ヴィー・ハイセン・ジー? 名前っていいよね。人ならざる好奇心旺盛な青年がしみじみそう言ったのは、ある夏の日のことだった。
「名前?」
「そう。名前。いいなあって」
そう言いつつ操がつっつくのは、先日そうしが捕まえてきたザリガニだ。特にペットを飼うことがなかった真壁家に先日仲間入りした一員で、籠には付箋が貼ってある。まだつたない文字で綴られているのは、他でもないそうしがつけたザリガニの名前だった。
「俺の名前も昔、前の総士につけてもらったんだよね」と嬉しそうに籠をつっつくボレアリオスのコアに、それはそうなのだがザリガニと並置していいのかと一騎はじんわり苦笑する。

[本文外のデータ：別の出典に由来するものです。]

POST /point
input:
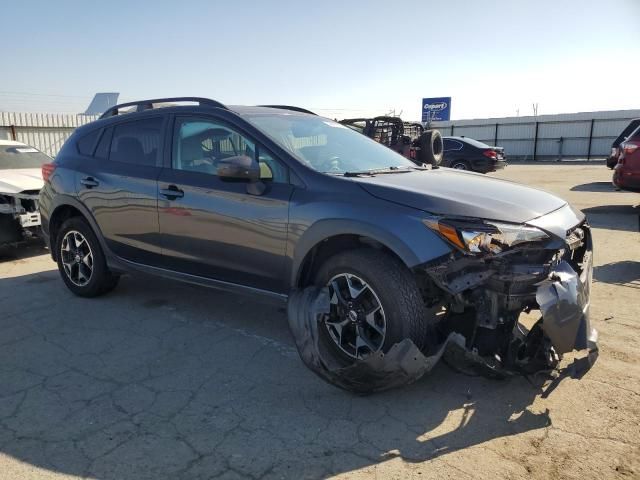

「名前。素敵なものだよね。物事に直面したとき、名前をつけることでそのものを理解しようとするんだ、人間は」
「そうなのか?」
「そうだよっ。俺たちとは違う。人間は空を見て、『空』って名前をつけた。青い空を見て、『青空』とか、『蒼穹』とか、『碧天』とか」
指折り数えて読み上げるそれらは、容子から教わったのだろうか。素敵だよねえとあっけらかんと笑う操に、赤いザリガニが鋏をもたげる。
「そうして、他のものと区別する。カレーだってそうだよ。『一騎カレー』は他のカレーと一緒じゃないでしょ」
「それは……そうだな」
「ふふ、やっぱり素敵だ。名前で呼ばれるって素敵なことだよ。人間はそうやって、誰かを区別して、認めて、理解しようとする。名前ひとつに意味を込めて呼ぶんだ。きみはこういう存在でしょ、違うかい? って」
ちくん、と、一騎の心が痛んだ気がした。それは、かつての親友と同じ名前で呼ばれる幼子に、思うところがあったゆえの痛みだった。だが操は気にせずに目を細めている。
「きみたちはどうして俺たちをフェストゥムって名付けたんだろう」
「さあ。それは分からない。父さんに聞いてみたら分かるかな」
「いつか知りたいな。きみたちが最初、俺たちをどう思ってたのか。どうしてそう呼び続けるのか」
「案外、しょうもない理由かもしれないぞ」
「それでもいいよ。ダイイチインショーってやつかな。大事なんでしょ?」
第一印象、の意味はまだよく分かっていないらしい。屈託のない操に一騎は微笑んで、そうだな、と頷いた。
「ところで一騎、この、ろぶすたーって何?」
さて、このキラキラした目を前にして、食用のザリガニだ、と告げるべきかどうか──一騎は三秒くらい悩んだ。